For specific and exact sciences here are a few suggestions that come to my mind.

  1. Labs should be setup in all schools. If there is no space for labs, class room can be converted to labs.
  2. Education should happen in labs. People should make first and then learn from it rather than the other way round.
  3. Labs work should carry more weight than theoretical evaluation in learning process.
  4. There should be team project works in lab and students should be evaluated as a team and as individual.
  5. For teaching theory there should be discussions and dialogues and the teacher should act as a guide and moderator.
  6. A form of teaching whereby absorbing knowledge rather than dissipating knowledge should be encouraged. Meaning the students proactively must question each other and the teacher instead of teacher pushing things down their throat.

Childhood’s End

I made this painting titled ‘Childhood’s End’ way back in 2011 and wrote the above piece more than a year earlier. Children are intuitive, creative and inquisitive by nature in varying degrees.
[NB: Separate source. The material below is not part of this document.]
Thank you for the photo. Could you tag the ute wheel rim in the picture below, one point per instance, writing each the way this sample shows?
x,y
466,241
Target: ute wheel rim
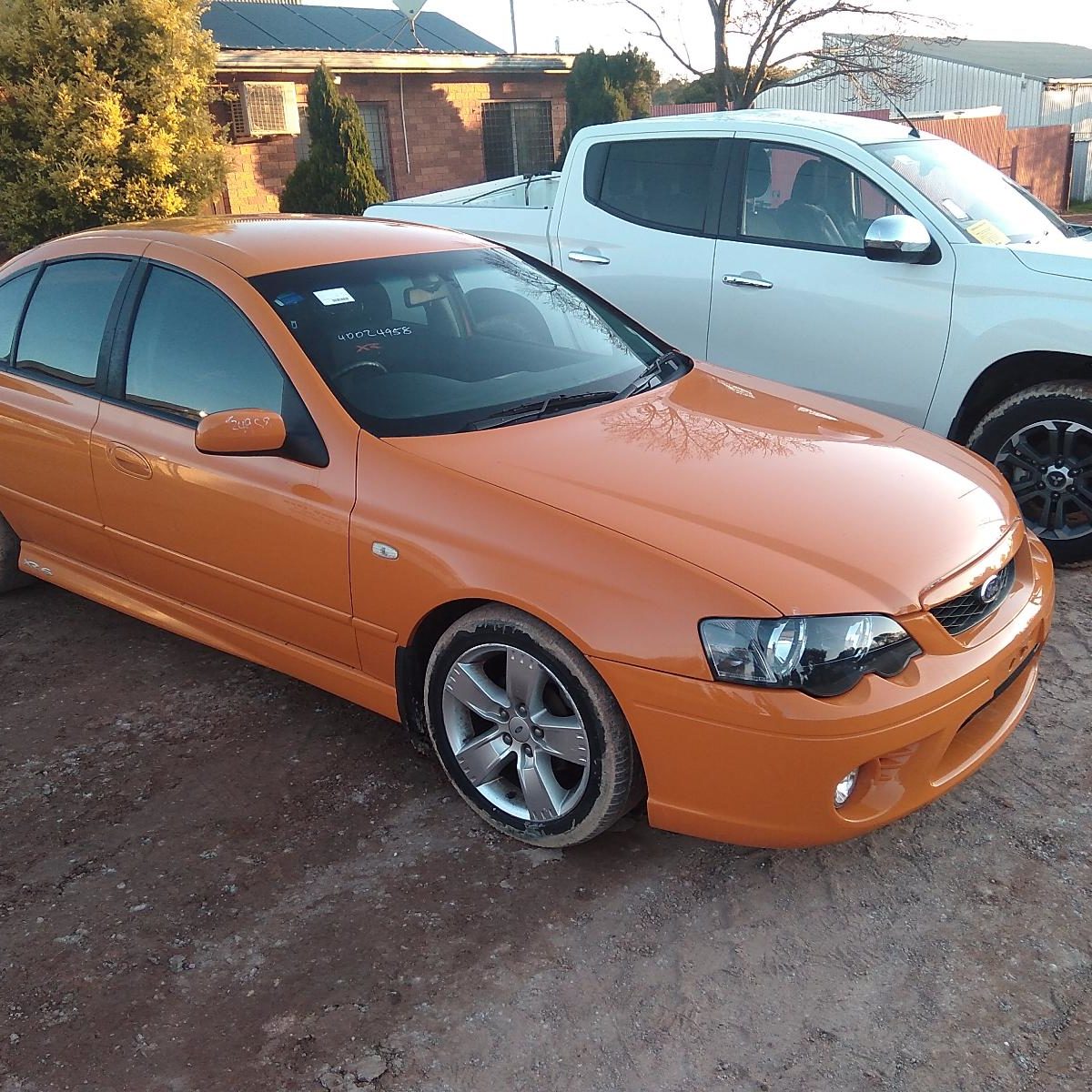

Instead of nurturing that we have been suppressing it for a very long period of time now. But there are a few who have been doing their best to bring about a change. But a change is not possible here unless majority believe in it. Because the change here is a psychological one. Its a change in our value system. Hence a continuous dialogue is necessary. Support to those who are trying to bring changes is necessary. Even the smallest of actions is necessary. Otherwise our society will continue to chase it shadow be stuck in an infinite loop for ever.